This study was approved by the Institutional Review Board at the Augusta University Medical Center under the study protocol 2089342-4. We performed a cross-sectional review of the IBD registry at our tertiary center, treated from 2019 – 2024. Study participants consisted of patients diagnosed with Crohn’s disease (CD), who are being evaluated at our clinic. The data for this study was collected from the chart review of each patient. A comprehensive database was created with various data points. The patients were classified as CD by physician documentation. Patients diagnosed with ulcerative colitis and indeterminate colitis were excluded from the study. Data regarding diagnosis, year of diagnosis, date of birth, self-identified race, disease location, extent, perianal disease, stricturing and penetrating disease, endoscopy, surgical history, medication history, and extraintestinal manifestations were collected during the initial clinic visit during the study period. The age of diagnosis was determined by subtracting the year of birth from the year of diagnosis.

Similarly, the duration of the disease was determined by subtracting the year of diagnosis from the year of the most recent clinic visit. For this study, ileal involvement in CD was defined as evidence of ileal disease at any point in the disease course. Extraintestinal manifestations were determined from physician documentation and included arthralgias related to underlying IBD activity, ankylosing spondylitis/sacroiliitis, erythema nodosum, pyoderma gangrenosum, oral aphthous ulcers, ocular inflammation, osteoporosis, primary sclerosing cholangitis, or other liver disease. Data regarding current medications and endoscopic, surgical history were collected during the initial clinic visit and updated during any subsequent follow-up visits to the clinic. Surgeries were limited to those for complications or treatment of CD. For CD, this included intestinal resections, stoma creation, stricturoplasty, incision and drainage, abdominal abscess drainage, perianal fistulotomy, seton placement, stoma revision, advancement flap, or an ileal pouch-anal anastomosis (IPAA). The resulting data were subsequently abstracted from the database and divided into groups based on their self-identified race. Patients who self-identified as Caucasians (CA) or African Americans (AA) were divided into two arms for the analysis. Mixed race was not included because the ambiguity of the category would limit the conclusions. Multiple data points were analyzed between two arms to evaluate any underlying significance or differences among two groups of patients.

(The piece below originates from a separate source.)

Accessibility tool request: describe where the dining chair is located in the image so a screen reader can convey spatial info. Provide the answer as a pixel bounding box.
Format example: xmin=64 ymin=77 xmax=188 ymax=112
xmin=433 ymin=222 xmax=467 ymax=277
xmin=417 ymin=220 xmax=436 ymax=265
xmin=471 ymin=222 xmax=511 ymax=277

Statistical analyses were performed using SAS version 9.4 (SAS Institute Inc., Cary, NC). Continuous variables such as age, BMI, disease duration, and age of diagnosis were compared between CA and AA using Student’s t-test. Categorical variables, including sex, extraintestinal manifestations, surgical history, medications and treatments, insurance status, perianal disease, and Montreal disease classification, were analyzed using Pearson’s chi-square test. Logistic regression models were employed to calculate odds ratios for the likelihood of surgery, adjusting for disease location and extent within each group. A predetermined significance level of p<0.05 was used for all analyses.

Results:

DEMOGRAPHIC CHARACTERISTICS

We included 70 AA patients (42.4%) and 95 CA patients (57.5%) in our study (Table 1). The mean age at diagnosis was 43.26±14.56 for AA and 47.41±15.71 years for CA patients. The average BMI for AA patients was 28.55±8.07, which was significantly higher than that of CA patients (26.01±5.93) (p<0.01). There was no significant difference in the time from diagnosis to the most recent clinic visit between the two groups. However, AA patients had a longer average time to establish care of 17.06 ± 9.03 months compared to CA patients, who had an average follow-up of 15.96 ± 9.82 months. Although there was no significant gender difference in the overall diagnosis of CD, a higher prevalence was observed among females in AA and CA. (F/M ratio: 43/27 in AAs vs. 50/45 in CC).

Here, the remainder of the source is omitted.